To select pre-miRNA coding genes that were present in the genome of the common ancestor of H. s. s., H. s. d. and H. s. n. we analyzed the multiple genome alignment of six primates from Ensembl rel. 69 [12]. The minimum length of any ortholog (excluding unreadable and polymorphic nucleotides) was considered to be not less than 70% of the length of the corresponding H. s. s. pre-miRNA.

We mapped all the nucleotide substitutions found by comparing the pre-miRNA orthologs in the H. s. s./H. s. d. and H. s. s./H. s. n. pairs onto the secondary structures of the corresponding pre-miRNAs in H. s. s. contained in the miRBase database rel. 19 [11].

We selected H. s. d. and H. s. n. pre-miRNA genes with (i) nucleotide substitutions (deletions, insertions) in the regions corresponding to the sequences of mature miRNAs (and/or miRNAs*) or (ii) multiple substitutions within a region not larger than 1/20 of the pre-miRNA length.
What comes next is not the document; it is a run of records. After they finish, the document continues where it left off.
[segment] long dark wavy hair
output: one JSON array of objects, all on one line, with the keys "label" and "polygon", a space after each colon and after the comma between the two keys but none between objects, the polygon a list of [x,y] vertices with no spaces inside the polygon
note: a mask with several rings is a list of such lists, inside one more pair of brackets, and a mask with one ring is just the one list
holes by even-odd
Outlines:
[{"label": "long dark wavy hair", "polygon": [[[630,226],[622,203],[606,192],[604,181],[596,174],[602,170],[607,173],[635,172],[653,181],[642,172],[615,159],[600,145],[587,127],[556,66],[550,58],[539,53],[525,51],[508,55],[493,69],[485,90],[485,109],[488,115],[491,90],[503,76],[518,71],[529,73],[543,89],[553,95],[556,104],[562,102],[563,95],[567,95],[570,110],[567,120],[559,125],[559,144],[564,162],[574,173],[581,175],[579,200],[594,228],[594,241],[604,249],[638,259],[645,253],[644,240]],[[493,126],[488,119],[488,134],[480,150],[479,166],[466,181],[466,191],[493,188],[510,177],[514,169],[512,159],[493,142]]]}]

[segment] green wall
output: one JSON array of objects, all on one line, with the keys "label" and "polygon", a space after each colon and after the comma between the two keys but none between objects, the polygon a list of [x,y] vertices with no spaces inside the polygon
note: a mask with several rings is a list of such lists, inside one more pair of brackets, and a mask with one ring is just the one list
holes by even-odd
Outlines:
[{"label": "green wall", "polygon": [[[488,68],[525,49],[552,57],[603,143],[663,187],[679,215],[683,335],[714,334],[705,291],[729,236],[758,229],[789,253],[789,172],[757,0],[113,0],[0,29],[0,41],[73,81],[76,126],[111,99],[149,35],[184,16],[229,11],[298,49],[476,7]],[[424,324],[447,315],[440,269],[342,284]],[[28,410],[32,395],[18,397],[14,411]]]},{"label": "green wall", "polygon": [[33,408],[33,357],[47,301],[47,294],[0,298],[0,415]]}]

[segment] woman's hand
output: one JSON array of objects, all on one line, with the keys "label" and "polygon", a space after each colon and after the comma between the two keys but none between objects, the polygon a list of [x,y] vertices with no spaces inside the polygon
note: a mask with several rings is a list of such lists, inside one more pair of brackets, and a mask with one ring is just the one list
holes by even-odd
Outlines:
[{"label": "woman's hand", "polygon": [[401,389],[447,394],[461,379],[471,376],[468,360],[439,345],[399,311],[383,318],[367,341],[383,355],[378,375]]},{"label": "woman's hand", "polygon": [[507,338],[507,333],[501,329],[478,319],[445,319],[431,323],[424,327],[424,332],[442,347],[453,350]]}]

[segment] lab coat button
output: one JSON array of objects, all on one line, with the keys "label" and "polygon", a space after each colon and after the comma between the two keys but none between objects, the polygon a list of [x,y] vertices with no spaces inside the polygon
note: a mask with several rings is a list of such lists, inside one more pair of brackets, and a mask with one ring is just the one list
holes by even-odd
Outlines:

In the first case (i), the altered mature miRNAs are of special interest because they change the pattern of complementary interactions between miRNAs and their target mRNAs in H. s. d. or H. s. n. and make it different from H. s. s. In the second case (ii), the probability of observing multiple changes within a small region of H. s. d. or H. s. n. pre-miRNA by random chance is extremely low. For instance, the estimate of the total number of differences between H. s. d. and H. s. s. is approximately 1,650,000 [3]. Under the assumption of a uniform distribution of mutation fixation events in a 6400 bp long sequence (1/20 of the length of 1600 pre-miRNA genes, each gene being approximately 80 bp in length), the estimate of the probability of two mutations being fixed simultaneously is less than 0.002.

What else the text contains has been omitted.